La «missione di pace» polacca di Matteo Salvini, dove il sindaco di Przemyśl non ha mancato di rinfacciargli in modo plateale le sue simpatie putiniane, può far certo sorridere i suoi detrattori e suscitare l’ilarità di Twitter, ma indica anche qualcosa di più strutturale.

È un copione che abbiamo visto ripetersi nelle tre grandi crisi del XXI° secolo, che mai si sarebbero superate senza il decisivo intervento dell’Unione europea.

La crisi del 2008

Per prima è venuta la grande crisi economico-finanziaria del 2008-2011, dove il vecchio continente è stato letteralmente salvato dal whatever it takes draghiano, che ha raffreddato gli spread e permesso ai governi nazionali di tenere attivi i loro canali di finanziamento.

A questo bisogna aggiungere la sostanziale abolizione del patto di stabilità, a cui molti stati hanno derogato negli anni successivi. La realtà, dati alla mano, è che sono assai pochi i governi che hanno rispettato i famigerati parametri di Maastricht, cosa insostenibile per un sud che avrebbe trascinato anche il nord nell'abisso economico.

Non va mai dimenticato, solo per tracciare un asse strutturale dell’attuale impalcatura europea, che il nord Italia è sostanzialmente incluso nella catena produttiva tedesca; se cade questo, cade anche quella.

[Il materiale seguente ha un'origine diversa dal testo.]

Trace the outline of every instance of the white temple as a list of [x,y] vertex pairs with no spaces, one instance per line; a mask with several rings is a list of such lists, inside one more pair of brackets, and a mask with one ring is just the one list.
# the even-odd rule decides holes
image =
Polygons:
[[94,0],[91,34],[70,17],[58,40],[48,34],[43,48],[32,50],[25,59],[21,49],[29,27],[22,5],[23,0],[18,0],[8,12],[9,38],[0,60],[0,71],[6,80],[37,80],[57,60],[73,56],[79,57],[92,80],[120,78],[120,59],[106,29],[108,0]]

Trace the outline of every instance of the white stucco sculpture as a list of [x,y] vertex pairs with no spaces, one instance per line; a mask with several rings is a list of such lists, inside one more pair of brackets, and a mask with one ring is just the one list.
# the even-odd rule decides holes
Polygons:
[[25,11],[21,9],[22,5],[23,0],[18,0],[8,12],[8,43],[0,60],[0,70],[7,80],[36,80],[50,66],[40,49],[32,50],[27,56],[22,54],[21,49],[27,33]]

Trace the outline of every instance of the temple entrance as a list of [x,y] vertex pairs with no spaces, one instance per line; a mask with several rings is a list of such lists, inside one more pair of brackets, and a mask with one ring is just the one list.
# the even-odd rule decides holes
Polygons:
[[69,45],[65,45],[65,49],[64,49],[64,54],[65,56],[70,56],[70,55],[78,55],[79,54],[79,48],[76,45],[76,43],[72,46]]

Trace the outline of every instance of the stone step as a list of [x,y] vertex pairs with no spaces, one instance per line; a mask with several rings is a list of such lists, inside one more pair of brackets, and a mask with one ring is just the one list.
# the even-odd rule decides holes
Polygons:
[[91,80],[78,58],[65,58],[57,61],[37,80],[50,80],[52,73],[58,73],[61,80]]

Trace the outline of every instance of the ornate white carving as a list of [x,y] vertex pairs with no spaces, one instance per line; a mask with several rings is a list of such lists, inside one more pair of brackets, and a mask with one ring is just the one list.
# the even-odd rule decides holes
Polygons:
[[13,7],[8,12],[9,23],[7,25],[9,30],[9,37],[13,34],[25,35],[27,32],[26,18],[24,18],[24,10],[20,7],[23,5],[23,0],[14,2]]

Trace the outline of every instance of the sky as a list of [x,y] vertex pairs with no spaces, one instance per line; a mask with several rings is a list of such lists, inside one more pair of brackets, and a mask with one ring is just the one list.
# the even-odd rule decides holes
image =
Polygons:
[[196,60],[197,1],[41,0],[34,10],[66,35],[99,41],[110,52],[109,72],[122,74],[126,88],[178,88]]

Dopo la parentesi populista che ha visto ben presto spegnersi i proclami iniziali e fallire l’assalto alle istituzioni europee in nome di una fantomatica “Europa delle nazioni”, è arrivato il 2020.

La pandemia

L’epidemia di Covid-19, che non accenna a terminare seminando incertezza, si è abbattuta sull’economia mondiale come una scure, provocando ribassi del Pil anche doppi rispetto al 2008-2011.

Senza esitare, come è avvenuto per la crisi precedente dove si è riusciti nel miracolo di trasformare il salvataggio di un piccolo stato come la Grecia in una minaccia alla stessa esistenza della moneta unica, l’Ue non ha solo messo in atto un piano di salvataggio delle economie nazionali, ma un vero e proprio piano di rilancio che ha rotto, vedremo per quanto, il tabù della messa in comune del debito.

Quei famosi eurobond che, certo in maniera un po’ sospetta, Giulio Tremonti chiedeva nella sua ultima stagione da ministro delle Finanze. Non si osa pensare cosa sarebbe stato del nostro continente senza questo intervento che ha convinto anche i più ostinati euroscettici.

Ora c’è la crisi ucraina, che più si prolunga più rischia di tramutarsi in una catastrofe economica e umanitaria. Anche qui, la reazione europea ha probabilmente stupito lo stesso Vladimir Putin, che sembrava aver scommesso sulla divisione dei singoli paesi nei confronti della minaccia energetica.

Per ora si è trovato di fronte un muro compatto, così come persino i paesi più riottosi, fra i migranti e la minaccia di espansionismo russo hanno preferito di gran lunga i primi, tramutandosi in un baleno in alfieri della solidarietà.

Superare lo stato nazione

Insomma, il dato incontrovertibile che emerge da questi primi due decenni del Duemila è la necessità storica di una sintesi europea che superi la dimensione politica dello stato nazione, non più in grado di governare fenomeni globali che ne eccedono di gran lunga le dimensioni.

In barba agli improvvisati filosofi dei più svariati campi, che, tra l’altro dimostrando rara insipienza dell’articolato dibattito filosofico-politico, mettevano in discussione persino la possibilità concettuale di una tale sintesi perché, così insegnavano, le collettività politiche non esistono se non come estensione egemonica di un soggetto che si impone sugli altri.

L’Italia? Solo un’espansione dei Savoia, come l’italiano non è altro che il fiorentino che si è imposto sugli altri dialetti. Una teoria che, se applicata alla lettera, finisce col mettere in discussione l’idea di qualunque collettività umana, a cominciare dalla famiglia, pura estensione della figura paterna (!).

Chiaramente siamo di fronte a immagini assai semplificate dei sistemi politici, o di qualunque altra natura, che una volta formatisi, vivono piuttosto di articolazioni interne, passaggi di potere, ampliamento e restrizione delle reciproche influenze.

Scene come quelle di Salvini ci dicono solo quanto tempo si è perso dietro strampalate teorie oggi ben chiuse in soffitta: dalle felpe no euro, alle magliette di Putin, ai vaffa di varia natura.

Fino agli immancabili No vax o negazionisti del virus, forse l’apice di un’irrazionalità che si spera abbandonata per sempre. Basta con la campagna elettorale permanente che impedisce qualunque visione strategica, basta con l’occidente ripiegato su se stesso. La storia chiama: o si fa l’Europa o si muore.